Fieg critica novo aumento dos juros: “A atual política adotada pelo Banco Central inibe a atividade econômica no País”, diz Mabel

O Banco Central confirmou as expectativas do mercado financeiro e elevou nesta quarta-feira (3/8) a taxa Selic em 0,5 ponto percentual, que agora chega a 13,75% ao ano, o maior patamar desde janeiro de 2017. É o décimo segundo aumento consecutivo que o Comitê de Política Monetária (Copom) realiza para conter a inflação no Brasil.

Entretanto, havia uma expectativa do mercado que o BC sinalizasse para a interrupção da alta dos juros básicos no Brasil. Mas, em comunicado, o Copom disse que vai avaliar a necessidade de um “ajuste residual, de menor magnitude, em sua próxima reunião”. Ou seja: a Selic pode chegar a 14% ao ano em setembro.

Desde o primeiro movimento de alta, em março de 2021, a taxa já subiu 11,75 pontos porcentuais. É o maior choque de juros na economia brasileira desde 1999, quando, durante a crise cambial, o BC elevou a Selic em 20 pontos porcentuais de uma vez só.

“O Comitê entende que essa decisão reflete a incerteza ao redor de seus cenários e um balanço de riscos com variância ainda maior do que a usual para a inflação prospectiva, e é compatível com a estratégia de convergência da inflação para o redor da meta ao longo do horizonte relevante, que inclui o ano de 2023 e, em grau menor, o de 2024. Sem prejuízo de seu objetivo fundamental de assegurar a estabilidade de preços, essa decisão também implica suavização das flutuações do nível de atividade econômica e fomento do pleno emprego”, destacou o Copom em comunicado.

Reação na indústria

A Federação das Indústrias do Estado de Goiás (Fieg) avalia negativamente a decisão desta quarta-feira do Copom, que impacta diretamente nos custos acessórios do setor produtivo, com desdobramento na queda de produção, emprego e consumo. “A atual política adotada pelo Banco Central inibe a atividade econômica no País e dificulta a recuperação da indústria e a geração de empregos em diversos setores de nossa economia”, afirma o presidente da entidade, Sandro Mabel.

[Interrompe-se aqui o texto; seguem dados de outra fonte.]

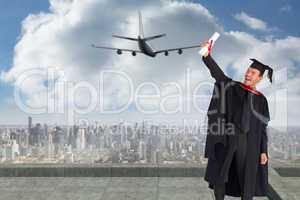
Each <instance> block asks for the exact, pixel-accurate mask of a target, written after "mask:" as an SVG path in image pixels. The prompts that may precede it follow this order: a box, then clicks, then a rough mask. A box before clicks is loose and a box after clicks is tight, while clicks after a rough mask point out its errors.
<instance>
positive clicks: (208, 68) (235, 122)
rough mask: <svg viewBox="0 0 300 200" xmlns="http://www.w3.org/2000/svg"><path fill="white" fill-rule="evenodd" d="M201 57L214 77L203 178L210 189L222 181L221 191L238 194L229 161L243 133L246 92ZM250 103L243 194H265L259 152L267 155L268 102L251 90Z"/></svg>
mask: <svg viewBox="0 0 300 200" xmlns="http://www.w3.org/2000/svg"><path fill="white" fill-rule="evenodd" d="M202 60H203V61H204V63H205V65H206V66H207V67H208V69H209V71H210V73H211V75H212V77H213V78H214V79H215V80H216V82H215V85H214V91H213V96H212V99H211V101H210V104H209V108H208V112H207V119H208V128H207V137H206V145H205V157H206V158H208V164H207V167H206V172H205V176H204V179H205V180H206V181H207V182H208V183H209V187H210V188H211V189H213V185H214V184H215V183H226V190H225V194H226V195H230V196H236V197H240V196H241V187H240V185H239V183H238V176H237V170H236V169H235V165H234V162H232V161H233V159H234V152H235V150H236V148H237V135H238V134H243V130H242V126H241V119H242V113H243V108H242V105H243V101H244V98H245V92H249V91H248V90H246V89H245V87H243V84H242V83H240V82H237V81H234V80H232V79H230V78H229V77H227V76H226V75H225V74H224V73H223V71H222V70H221V69H220V67H219V66H218V65H217V63H216V62H215V61H214V60H213V59H212V57H211V56H210V55H209V56H207V57H203V58H202ZM254 92H255V91H254ZM250 105H251V106H252V109H251V110H250V109H249V112H250V115H251V120H250V130H249V132H248V133H247V154H246V165H245V166H246V168H245V185H244V193H245V194H246V196H247V197H253V196H266V195H267V187H268V162H267V163H266V164H265V165H262V164H260V154H261V153H266V154H267V156H268V147H267V141H268V138H267V124H268V121H269V119H270V118H269V108H268V102H267V99H266V97H265V96H264V95H263V94H261V93H259V92H256V93H253V92H251V104H250Z"/></svg>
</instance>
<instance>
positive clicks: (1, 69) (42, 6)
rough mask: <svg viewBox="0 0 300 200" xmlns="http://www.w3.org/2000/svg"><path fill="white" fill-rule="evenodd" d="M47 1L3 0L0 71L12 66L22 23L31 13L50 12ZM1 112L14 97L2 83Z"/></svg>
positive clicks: (0, 46)
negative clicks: (13, 55) (46, 11)
mask: <svg viewBox="0 0 300 200" xmlns="http://www.w3.org/2000/svg"><path fill="white" fill-rule="evenodd" d="M48 8H49V2H48V1H46V0H41V1H36V0H26V1H22V0H9V1H7V0H2V1H0V26H1V27H2V28H1V31H0V44H1V46H0V71H2V70H7V69H9V68H10V67H11V65H12V59H13V51H14V47H15V45H16V42H17V40H18V37H19V35H20V33H21V23H22V21H23V20H24V19H25V18H26V17H27V16H28V15H29V14H30V13H39V12H43V11H48ZM0 94H1V99H0V103H1V105H0V111H2V110H4V109H5V108H6V107H7V105H6V101H5V99H6V98H7V97H10V96H11V95H12V87H11V86H9V85H4V84H2V83H1V82H0Z"/></svg>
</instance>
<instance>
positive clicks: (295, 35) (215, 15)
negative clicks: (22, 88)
mask: <svg viewBox="0 0 300 200" xmlns="http://www.w3.org/2000/svg"><path fill="white" fill-rule="evenodd" d="M193 2H200V3H201V4H202V5H204V6H205V7H206V8H208V9H209V11H210V12H211V13H212V14H213V15H215V16H216V17H218V19H219V21H220V22H221V24H223V25H224V27H225V29H228V30H229V29H230V30H246V31H248V32H249V31H250V32H251V31H252V30H251V29H248V28H247V27H245V26H243V25H241V24H240V23H239V22H237V21H236V20H234V19H233V17H232V15H234V14H235V13H239V12H241V11H245V12H246V13H249V14H251V15H252V16H254V17H256V18H259V19H262V20H264V21H266V22H267V23H268V24H269V25H270V26H272V27H278V28H279V29H280V30H279V31H278V32H276V33H275V34H276V36H278V37H282V36H286V35H293V36H300V29H299V26H298V25H297V24H298V23H299V21H298V20H299V19H300V12H298V9H299V8H300V1H297V0H292V1H291V0H275V1H274V0H264V1H261V0H251V1H241V0H233V1H218V2H216V1H210V0H202V1H197V0H193ZM287 6H288V7H290V10H287V11H281V8H284V7H287ZM48 8H49V2H48V0H39V1H36V0H26V1H22V0H9V1H8V0H2V1H0V26H1V27H4V28H2V29H1V31H0V44H1V46H0V67H1V69H7V68H9V67H10V66H11V62H12V58H13V49H14V46H15V44H16V41H17V39H18V36H19V35H20V31H21V23H22V21H23V20H24V19H25V17H27V16H28V15H29V14H32V13H33V14H35V13H39V12H44V11H48ZM252 33H254V34H258V35H259V34H260V32H257V31H253V32H252Z"/></svg>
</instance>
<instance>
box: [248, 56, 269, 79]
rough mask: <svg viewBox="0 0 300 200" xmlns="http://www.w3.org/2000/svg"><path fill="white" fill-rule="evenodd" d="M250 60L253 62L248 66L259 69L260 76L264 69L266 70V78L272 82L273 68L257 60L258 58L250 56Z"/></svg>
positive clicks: (258, 69)
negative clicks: (267, 71) (260, 74)
mask: <svg viewBox="0 0 300 200" xmlns="http://www.w3.org/2000/svg"><path fill="white" fill-rule="evenodd" d="M250 60H251V61H253V63H252V64H251V65H250V67H252V68H255V69H258V70H259V71H260V74H261V76H263V75H264V72H265V70H268V78H269V80H270V82H271V83H272V76H273V69H272V68H271V67H269V66H268V65H265V64H263V63H261V62H259V61H258V60H256V59H254V58H251V59H250Z"/></svg>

Para ele, a alta taxa de juros impede o acesso ao crédito pelo setor produtivo não só para regularização de dívidas, mas principalmente para novos investimentos. “Precisamos de crédito, não de elevação dos juros! É isso que vai proporcionar novos investimentos no setor para sermos mais competitivos e avançarmos economicamente”, frisa.

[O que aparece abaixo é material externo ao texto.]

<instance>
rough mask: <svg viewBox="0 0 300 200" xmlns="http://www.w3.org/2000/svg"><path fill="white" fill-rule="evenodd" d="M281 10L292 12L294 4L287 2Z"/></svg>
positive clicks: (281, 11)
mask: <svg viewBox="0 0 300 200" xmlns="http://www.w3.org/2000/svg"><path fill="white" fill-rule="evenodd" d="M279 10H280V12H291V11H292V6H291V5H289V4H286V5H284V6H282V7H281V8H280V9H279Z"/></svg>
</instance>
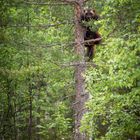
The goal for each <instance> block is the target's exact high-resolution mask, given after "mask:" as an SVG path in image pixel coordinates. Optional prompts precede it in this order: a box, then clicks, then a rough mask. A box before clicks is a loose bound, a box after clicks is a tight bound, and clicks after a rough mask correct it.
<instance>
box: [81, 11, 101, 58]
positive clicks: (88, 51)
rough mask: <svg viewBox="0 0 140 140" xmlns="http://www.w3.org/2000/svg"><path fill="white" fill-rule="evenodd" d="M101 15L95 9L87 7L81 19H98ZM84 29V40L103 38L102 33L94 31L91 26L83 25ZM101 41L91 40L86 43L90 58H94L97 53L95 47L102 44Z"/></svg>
mask: <svg viewBox="0 0 140 140" xmlns="http://www.w3.org/2000/svg"><path fill="white" fill-rule="evenodd" d="M98 19H99V16H98V15H97V14H96V12H95V10H91V9H85V10H84V13H83V14H82V15H81V21H86V22H89V21H90V20H98ZM83 28H84V29H85V31H84V40H85V41H86V40H90V39H97V38H101V35H100V34H99V33H98V32H97V31H96V32H94V31H92V30H91V29H90V27H87V26H85V25H83ZM100 42H101V41H96V42H94V41H91V42H89V43H85V47H86V48H87V54H86V56H88V57H89V60H92V59H93V57H94V55H95V47H96V44H100Z"/></svg>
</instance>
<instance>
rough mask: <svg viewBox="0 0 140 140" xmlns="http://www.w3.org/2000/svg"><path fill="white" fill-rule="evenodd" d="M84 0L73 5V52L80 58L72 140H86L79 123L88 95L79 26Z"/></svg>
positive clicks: (82, 46)
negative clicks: (74, 5) (74, 30)
mask: <svg viewBox="0 0 140 140" xmlns="http://www.w3.org/2000/svg"><path fill="white" fill-rule="evenodd" d="M83 2H84V0H79V4H75V42H76V46H75V52H76V54H77V55H78V56H79V57H80V62H79V63H80V64H79V65H77V66H76V69H75V82H76V83H75V84H76V97H75V104H74V109H75V132H74V140H86V135H85V134H84V133H81V132H80V130H79V128H80V125H81V123H80V121H81V119H82V117H83V115H84V113H85V112H86V109H85V107H84V104H85V102H86V101H87V99H88V95H87V94H86V93H85V82H84V77H83V74H84V73H85V60H84V46H83V43H82V42H84V36H83V28H82V27H81V25H80V22H79V20H80V17H81V13H82V5H83Z"/></svg>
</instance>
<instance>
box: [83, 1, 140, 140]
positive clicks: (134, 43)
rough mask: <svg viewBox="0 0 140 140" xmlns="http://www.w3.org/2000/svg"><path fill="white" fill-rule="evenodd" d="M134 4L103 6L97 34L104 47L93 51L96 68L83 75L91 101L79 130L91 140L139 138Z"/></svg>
mask: <svg viewBox="0 0 140 140" xmlns="http://www.w3.org/2000/svg"><path fill="white" fill-rule="evenodd" d="M138 3H139V2H138V1H129V0H125V1H122V0H120V1H107V2H106V3H105V4H104V10H103V12H102V17H104V19H102V20H101V21H100V22H101V23H102V27H101V28H100V32H101V34H103V37H104V44H105V45H104V46H102V45H101V46H99V47H98V48H97V53H96V57H95V59H94V62H95V63H96V64H97V68H95V69H93V68H90V69H89V70H87V73H86V75H85V77H86V82H87V89H88V91H89V92H90V97H91V98H90V100H89V101H88V102H87V104H86V105H87V107H88V109H89V111H88V112H87V113H86V114H85V116H84V118H83V120H82V124H83V125H82V127H81V130H82V131H87V134H88V135H89V136H93V137H94V138H95V139H105V140H108V139H109V140H127V139H139V137H140V125H139V117H140V110H139V108H140V104H139V101H140V86H139V81H140V79H139V77H140V70H139V62H140V61H139V60H140V58H139V52H140V39H139V38H140V36H139V26H138V21H139V16H140V14H139V8H140V5H138ZM97 5H98V4H97ZM128 5H129V6H128ZM122 8H123V9H122ZM134 13H135V14H134Z"/></svg>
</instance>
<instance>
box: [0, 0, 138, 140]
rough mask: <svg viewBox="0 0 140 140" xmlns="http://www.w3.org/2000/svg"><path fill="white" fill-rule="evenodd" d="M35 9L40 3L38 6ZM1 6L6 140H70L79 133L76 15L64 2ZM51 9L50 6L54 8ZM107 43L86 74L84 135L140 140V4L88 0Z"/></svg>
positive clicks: (2, 67)
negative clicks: (73, 65)
mask: <svg viewBox="0 0 140 140" xmlns="http://www.w3.org/2000/svg"><path fill="white" fill-rule="evenodd" d="M34 2H35V3H36V2H38V1H34ZM34 2H33V1H32V2H31V3H32V4H31V3H30V4H29V3H28V1H26V2H25V1H21V0H7V1H5V0H1V1H0V139H2V140H26V139H29V140H59V139H65V140H70V139H72V138H73V127H74V120H73V116H74V112H73V103H74V95H75V89H74V84H75V81H74V76H73V75H74V67H73V66H71V65H69V64H70V63H71V62H75V61H76V60H77V56H76V55H75V54H74V44H73V42H74V22H73V18H74V13H73V11H74V10H73V7H72V6H71V5H63V4H62V5H60V4H59V5H57V4H56V3H58V1H52V0H50V1H49V0H44V1H39V3H47V4H46V5H43V4H40V5H39V4H38V5H36V4H34ZM48 3H50V4H48ZM85 6H89V7H90V8H95V9H96V10H97V12H98V13H99V14H100V16H101V19H100V20H99V21H97V22H95V23H93V24H92V23H91V24H92V26H93V29H94V28H99V31H100V33H101V34H102V36H103V41H102V44H101V45H100V46H98V47H97V50H96V56H95V58H94V61H93V63H95V64H96V67H95V68H94V67H92V66H91V67H88V68H87V70H86V74H85V75H84V76H85V79H86V89H87V91H88V92H89V94H90V99H89V101H88V102H87V103H86V106H87V108H88V112H87V113H86V114H85V115H84V117H83V120H82V126H81V131H83V132H86V133H87V135H89V136H90V137H94V139H105V140H128V139H131V140H138V139H140V68H139V66H140V1H138V0H133V1H132V0H117V1H116V0H106V1H104V0H100V1H93V0H89V1H88V2H87V3H86V5H85Z"/></svg>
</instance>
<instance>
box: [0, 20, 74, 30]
mask: <svg viewBox="0 0 140 140" xmlns="http://www.w3.org/2000/svg"><path fill="white" fill-rule="evenodd" d="M64 24H74V23H73V21H65V22H59V23H57V24H47V25H28V24H25V25H24V24H23V25H22V24H17V25H0V27H23V28H24V27H33V28H36V27H38V28H45V29H46V28H50V27H55V26H59V25H64Z"/></svg>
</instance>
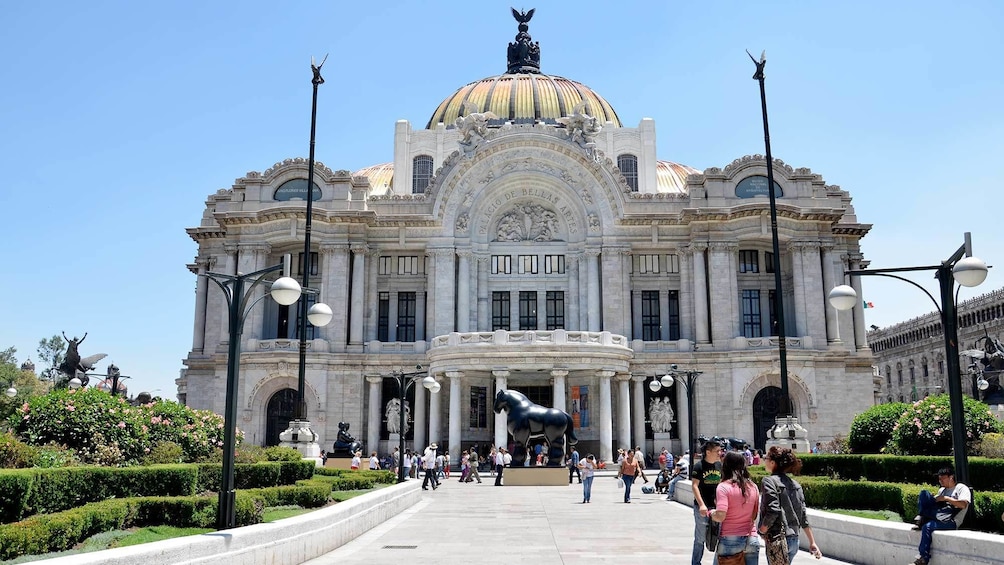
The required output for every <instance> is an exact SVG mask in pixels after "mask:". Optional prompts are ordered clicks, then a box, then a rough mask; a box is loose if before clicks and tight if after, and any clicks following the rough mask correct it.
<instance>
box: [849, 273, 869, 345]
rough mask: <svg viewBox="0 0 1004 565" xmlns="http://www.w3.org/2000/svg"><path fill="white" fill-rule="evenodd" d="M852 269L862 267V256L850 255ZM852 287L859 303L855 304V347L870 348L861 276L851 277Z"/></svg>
mask: <svg viewBox="0 0 1004 565" xmlns="http://www.w3.org/2000/svg"><path fill="white" fill-rule="evenodd" d="M850 265H851V267H850V270H852V271H854V270H858V269H860V268H861V257H860V256H859V255H858V256H851V257H850ZM850 287H851V288H853V289H854V292H856V293H857V304H854V309H853V313H854V347H856V348H857V349H867V348H868V338H867V332H865V330H864V294H862V293H861V277H850Z"/></svg>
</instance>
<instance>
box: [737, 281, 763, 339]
mask: <svg viewBox="0 0 1004 565" xmlns="http://www.w3.org/2000/svg"><path fill="white" fill-rule="evenodd" d="M742 311H743V335H744V336H745V337H762V336H763V328H762V327H761V325H760V324H761V319H760V291H759V290H743V291H742Z"/></svg>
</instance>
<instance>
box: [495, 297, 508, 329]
mask: <svg viewBox="0 0 1004 565" xmlns="http://www.w3.org/2000/svg"><path fill="white" fill-rule="evenodd" d="M509 312H510V310H509V293H508V292H492V331H495V330H497V329H504V330H508V329H509Z"/></svg>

De acordo com a área técnica da Fieg, apesar da política fiscal expansionista do governo federal e das incertezas na condução econômica em 2023, dados da Sondagem Industrial Nacional assinalam que as menções sobre dificuldades de acesso à insumos têm caído, ao mesmo tempo que sobe a preocupação com a alta das taxas de juros.